Kata Suwardi,“Idul Fitri adalah momentum untuk kembali ke fitrah, membuka pintu maaf, serta memperkokoh persaudaraan. Nilai-nilai Ramadan harus terus kita implementasikan dalam kehidupan sehari-hari demi kemajuan daerah yang kita cintai,” ujarnya.
Lebih lanjut, Bupati menekankan pentingnya sinergi antara pemerintah dan masyarakat dalam mendorong pembangunan daerah.
Ia menyebutkan bahwa keberhasilan pembangunan tidak dapat dicapai tanpa adanya kebersamaan dan partisipasi aktif dari seluruh pemangku kepentingan.
Dalam kesempatan tersebut, ia juga memaparkan sejumlah capaian pembangunan yang berhasil diraih Kabupaten Soppeng sepanjang tahun 2025 hingga awal 2026.
Indeks Pembangunan Manusia (IPM) tercatat meningkat dari 72,76 poin pada tahun 2024 menjadi 73,69 poin di tahun 2025. Sementara itu, Angka Harapan Hidup mengalami kenaikan dari 73,77 tahun menjadi 74,21 tahun.
Pertumbuhan ekonomi daerah juga menunjukkan tren positif, dengan peningkatan Produk Domestik Regional Bruto (PDRB) dari 4,06 persen menjadi 4,77 persen. Selain itu, angka kemiskinan berhasil ditekan dari 6,90 persen menjadi 6,65 persen.
Capaian tersebut turut mendapat apresiasi dari berbagai pihak. Kabupaten Soppeng berhasil meraih sejumlah penghargaan bergengsi, di antaranya Dwija Praja Nugraha di bidang pendidikan serta UHC Award kategori Madya di bidang kesehatan.
Tak hanya itu, hasil survei Komisi Pemberantasan Korupsi (KPK) juga menempatkan Soppeng sebagai daerah dengan tingkat integritas tertinggi di Sulawesi Selatan, dengan skor 80,48 dalam zona hijau.

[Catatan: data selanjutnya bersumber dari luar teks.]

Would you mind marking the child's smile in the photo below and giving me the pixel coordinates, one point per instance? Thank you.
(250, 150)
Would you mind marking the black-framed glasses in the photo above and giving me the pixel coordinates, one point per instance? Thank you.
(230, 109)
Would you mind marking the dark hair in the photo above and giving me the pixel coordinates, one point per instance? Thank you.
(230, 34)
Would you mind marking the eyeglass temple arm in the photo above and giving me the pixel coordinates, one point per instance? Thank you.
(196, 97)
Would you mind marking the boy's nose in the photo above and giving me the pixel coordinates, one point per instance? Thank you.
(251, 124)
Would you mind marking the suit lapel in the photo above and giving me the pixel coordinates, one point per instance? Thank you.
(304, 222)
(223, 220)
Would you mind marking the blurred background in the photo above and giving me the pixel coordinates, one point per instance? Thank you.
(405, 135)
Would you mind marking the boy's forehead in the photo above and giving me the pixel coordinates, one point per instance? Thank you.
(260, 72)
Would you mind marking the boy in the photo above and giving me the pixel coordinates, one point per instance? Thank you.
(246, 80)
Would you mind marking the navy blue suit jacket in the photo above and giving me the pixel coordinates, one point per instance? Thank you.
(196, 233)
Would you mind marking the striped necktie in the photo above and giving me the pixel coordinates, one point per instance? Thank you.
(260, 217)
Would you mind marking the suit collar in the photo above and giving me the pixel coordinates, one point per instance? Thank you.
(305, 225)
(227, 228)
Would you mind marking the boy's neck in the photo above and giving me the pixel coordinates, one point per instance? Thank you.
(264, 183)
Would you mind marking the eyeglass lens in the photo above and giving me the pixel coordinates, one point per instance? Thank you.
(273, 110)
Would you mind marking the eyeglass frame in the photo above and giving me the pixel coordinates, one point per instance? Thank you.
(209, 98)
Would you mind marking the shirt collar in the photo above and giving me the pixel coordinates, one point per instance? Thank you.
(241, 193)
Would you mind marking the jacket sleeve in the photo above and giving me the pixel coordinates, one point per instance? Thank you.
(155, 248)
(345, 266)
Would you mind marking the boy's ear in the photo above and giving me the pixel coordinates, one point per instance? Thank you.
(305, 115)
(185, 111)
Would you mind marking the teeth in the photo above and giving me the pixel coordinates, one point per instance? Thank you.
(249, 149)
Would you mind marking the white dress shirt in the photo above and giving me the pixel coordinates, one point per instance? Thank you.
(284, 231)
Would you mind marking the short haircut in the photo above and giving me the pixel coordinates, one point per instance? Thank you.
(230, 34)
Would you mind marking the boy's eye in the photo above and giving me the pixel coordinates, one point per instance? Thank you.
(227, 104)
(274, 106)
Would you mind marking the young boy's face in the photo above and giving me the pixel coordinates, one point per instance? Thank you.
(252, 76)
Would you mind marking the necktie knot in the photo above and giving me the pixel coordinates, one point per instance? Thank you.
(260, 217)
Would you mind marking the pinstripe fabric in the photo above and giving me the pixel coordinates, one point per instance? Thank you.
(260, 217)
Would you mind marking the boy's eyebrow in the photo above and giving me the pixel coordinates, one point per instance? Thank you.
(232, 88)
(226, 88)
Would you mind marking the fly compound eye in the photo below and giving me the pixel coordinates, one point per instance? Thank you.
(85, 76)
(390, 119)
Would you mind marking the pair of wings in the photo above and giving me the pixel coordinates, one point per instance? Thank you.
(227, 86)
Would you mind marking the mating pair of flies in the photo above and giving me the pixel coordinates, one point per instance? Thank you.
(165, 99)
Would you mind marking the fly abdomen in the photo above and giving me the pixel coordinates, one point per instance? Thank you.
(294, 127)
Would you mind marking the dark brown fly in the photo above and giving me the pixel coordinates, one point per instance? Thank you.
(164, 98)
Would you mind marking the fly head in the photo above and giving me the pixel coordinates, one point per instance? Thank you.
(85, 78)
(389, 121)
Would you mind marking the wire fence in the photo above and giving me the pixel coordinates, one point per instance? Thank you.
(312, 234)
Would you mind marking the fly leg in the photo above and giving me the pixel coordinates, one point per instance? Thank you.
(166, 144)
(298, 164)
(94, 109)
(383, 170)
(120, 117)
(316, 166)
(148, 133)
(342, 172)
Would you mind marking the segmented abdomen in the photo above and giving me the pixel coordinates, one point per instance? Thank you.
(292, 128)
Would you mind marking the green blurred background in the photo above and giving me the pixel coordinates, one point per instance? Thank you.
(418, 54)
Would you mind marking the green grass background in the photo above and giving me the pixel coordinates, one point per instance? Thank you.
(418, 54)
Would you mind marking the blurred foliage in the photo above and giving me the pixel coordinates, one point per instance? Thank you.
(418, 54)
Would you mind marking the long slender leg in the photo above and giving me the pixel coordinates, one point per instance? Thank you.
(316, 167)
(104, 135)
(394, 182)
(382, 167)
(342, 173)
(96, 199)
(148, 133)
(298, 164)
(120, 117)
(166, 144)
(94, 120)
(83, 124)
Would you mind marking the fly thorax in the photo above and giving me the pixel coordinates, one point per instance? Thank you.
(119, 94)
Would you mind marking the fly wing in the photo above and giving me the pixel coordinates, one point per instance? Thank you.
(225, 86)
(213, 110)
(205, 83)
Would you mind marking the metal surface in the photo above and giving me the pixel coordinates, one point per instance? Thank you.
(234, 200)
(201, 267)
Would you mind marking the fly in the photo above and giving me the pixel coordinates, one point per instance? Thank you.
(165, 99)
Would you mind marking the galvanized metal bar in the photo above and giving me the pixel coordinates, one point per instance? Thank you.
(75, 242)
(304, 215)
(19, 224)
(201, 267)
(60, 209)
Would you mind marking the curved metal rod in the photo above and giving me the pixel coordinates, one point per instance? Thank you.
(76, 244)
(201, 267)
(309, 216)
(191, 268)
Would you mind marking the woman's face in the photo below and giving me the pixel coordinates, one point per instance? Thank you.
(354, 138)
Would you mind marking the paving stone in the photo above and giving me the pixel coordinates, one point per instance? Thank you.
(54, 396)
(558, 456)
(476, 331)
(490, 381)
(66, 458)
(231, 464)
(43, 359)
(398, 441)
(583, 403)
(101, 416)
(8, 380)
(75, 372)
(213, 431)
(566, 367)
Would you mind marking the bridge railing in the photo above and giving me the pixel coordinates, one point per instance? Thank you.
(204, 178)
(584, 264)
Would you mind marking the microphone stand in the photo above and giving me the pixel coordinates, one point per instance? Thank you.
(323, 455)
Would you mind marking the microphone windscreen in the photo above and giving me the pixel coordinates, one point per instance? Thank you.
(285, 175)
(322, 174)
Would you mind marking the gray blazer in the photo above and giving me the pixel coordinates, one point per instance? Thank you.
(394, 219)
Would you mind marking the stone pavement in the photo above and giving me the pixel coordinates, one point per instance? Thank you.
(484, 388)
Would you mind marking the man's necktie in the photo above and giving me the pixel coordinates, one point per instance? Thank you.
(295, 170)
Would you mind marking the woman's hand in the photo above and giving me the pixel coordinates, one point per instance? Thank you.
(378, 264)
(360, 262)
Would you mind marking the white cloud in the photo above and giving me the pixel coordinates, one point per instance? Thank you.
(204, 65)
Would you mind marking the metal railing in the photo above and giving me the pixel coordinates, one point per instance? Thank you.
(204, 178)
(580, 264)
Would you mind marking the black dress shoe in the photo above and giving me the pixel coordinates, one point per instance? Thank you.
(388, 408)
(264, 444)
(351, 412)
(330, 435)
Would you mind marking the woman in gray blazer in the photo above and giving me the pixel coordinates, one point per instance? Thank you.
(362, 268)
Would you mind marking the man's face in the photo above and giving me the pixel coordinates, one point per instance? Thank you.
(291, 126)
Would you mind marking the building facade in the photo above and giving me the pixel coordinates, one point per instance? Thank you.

Meski demikian, Bupati mengakui masih terdapat berbagai tantangan yang harus dihadapi, terutama terkait keterbatasan fiskal dan kebijakan efisiensi anggaran daerah. Namun, ia tetap optimistis bahwa dengan semangat kebersamaan, seluruh tantangan tersebut dapat diatasi secara bertahap.
“Kami mengajak seluruh masyarakat untuk terus menjaga persatuan, melestarikan kearifan lokal, serta menjadikan nilai-nilai spiritual Ramadan sebagai landasan moral dalam membangun daerah,” tambahnya.
Turut hadir dalam pelaksanaan sholat Idul Fitri tersebut Wakil Bupati Soppeng Selle KS Dalle, unsur Forum Koordinasi Pimpinan Daerah (Forkopimda), Kepala Kantor Kementerian Agama Kabupaten Soppeng, serta sejumlah tokoh masyarakat dan pejabat daerah lainnya.
Momentum Idul Fitri di Soppeng tahun ini tidak hanya menjadi ajang ibadah, tetapi juga menjadi refleksi bersama untuk memperkuat persatuan dan mendorong kemajuan daerah ke arah yang lebih baik.